I think the numbering of the animals can also be seen as a failed attempt to arrest time. When we see Emperor Jones Number 3 waiting in the wings it’s not what the narrator sees in the bear that matters, it’s what he doesn’t see. Compared to the previous Emperor Jones, the one he spent a career wrestling, he new on lacks humanity. But of course that’s not it. It’s erasure. It’s nonbeing. With that new Emperor Jones the reset button is pushed and all the accomplishments of the previous Emperor Jones, both the matches and his opponents, are nullified. They cease to exist and by extension perhaps the narrator, a wrestler who marked his career by how he fared versus the previous Emperor Jones ceases to be.
Great. Now my eye’s twitching and I’m having flashbacks to all those Lit Theory papers I wrote on Derrida, Lacan, and Žižek.
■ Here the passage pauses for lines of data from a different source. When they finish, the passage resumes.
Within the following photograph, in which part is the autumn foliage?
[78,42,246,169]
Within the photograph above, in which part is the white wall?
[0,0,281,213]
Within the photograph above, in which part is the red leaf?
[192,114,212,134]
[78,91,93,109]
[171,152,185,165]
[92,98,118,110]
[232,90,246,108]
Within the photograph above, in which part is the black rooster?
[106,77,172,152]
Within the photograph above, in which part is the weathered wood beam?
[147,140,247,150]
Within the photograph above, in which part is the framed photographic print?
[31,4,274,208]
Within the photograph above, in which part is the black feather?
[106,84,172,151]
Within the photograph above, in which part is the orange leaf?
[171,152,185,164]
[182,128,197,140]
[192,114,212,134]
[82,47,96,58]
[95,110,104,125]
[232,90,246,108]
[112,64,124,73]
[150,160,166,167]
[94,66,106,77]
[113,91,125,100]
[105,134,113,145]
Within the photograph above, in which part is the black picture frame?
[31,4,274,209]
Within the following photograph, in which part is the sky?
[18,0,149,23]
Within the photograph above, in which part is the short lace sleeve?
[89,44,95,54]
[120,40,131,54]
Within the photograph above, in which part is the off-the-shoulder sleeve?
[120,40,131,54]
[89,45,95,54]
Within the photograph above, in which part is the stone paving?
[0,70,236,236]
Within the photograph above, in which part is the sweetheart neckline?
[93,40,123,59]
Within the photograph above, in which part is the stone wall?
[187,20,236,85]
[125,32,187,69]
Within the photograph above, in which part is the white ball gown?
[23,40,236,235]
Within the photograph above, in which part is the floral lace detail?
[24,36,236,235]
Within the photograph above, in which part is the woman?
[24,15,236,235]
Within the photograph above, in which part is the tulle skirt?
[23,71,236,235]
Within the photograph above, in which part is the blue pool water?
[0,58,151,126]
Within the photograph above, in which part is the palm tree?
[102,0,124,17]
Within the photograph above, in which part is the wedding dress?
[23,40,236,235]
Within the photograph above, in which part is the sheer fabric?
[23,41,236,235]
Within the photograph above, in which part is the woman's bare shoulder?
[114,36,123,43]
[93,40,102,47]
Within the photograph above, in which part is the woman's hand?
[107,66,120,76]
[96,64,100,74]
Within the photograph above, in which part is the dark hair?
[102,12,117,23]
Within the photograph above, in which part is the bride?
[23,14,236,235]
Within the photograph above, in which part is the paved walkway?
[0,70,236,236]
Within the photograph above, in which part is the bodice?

So thanks for that, man.
BDJ: I guess I have one more question. Who do you think killed Pogue Malone?
DM: I could say that the business killed him or fame or the stress of life on the road. Or, to be cute, I could tell you that the reader killed him when they closed the book. Or I could tell you that the Blanchard kid really was his son. And maybe the kid killed Pogue Malone because he loved him and didn’t know any other way to express that love except through violence because he’s an American and a young man. And because of his father’s vocation, perhaps violence was the only dialect of love that Pogue Malone understood. Or maybe Blanchard killed him because he thought he was somehow avenging his mother’s honor. Malone knocked her up and skipped town, after all. Maybe I’m killing him right now by analyzing this and telling you what I think happened. Maybe it was the gangster promoters who realized they couldn’t buy Malone once he learned that he had more stroke than they did. Maybe it was a work. Everyone was in on it because Malone wanted to retire and one last big stunt would be good for business. Maybe Pogue Malone did himself in when he could no longer separate himself from his persona, when he became a mark for himself.
Or maybe not. On this matter, I’m gonna keep it kayfabe.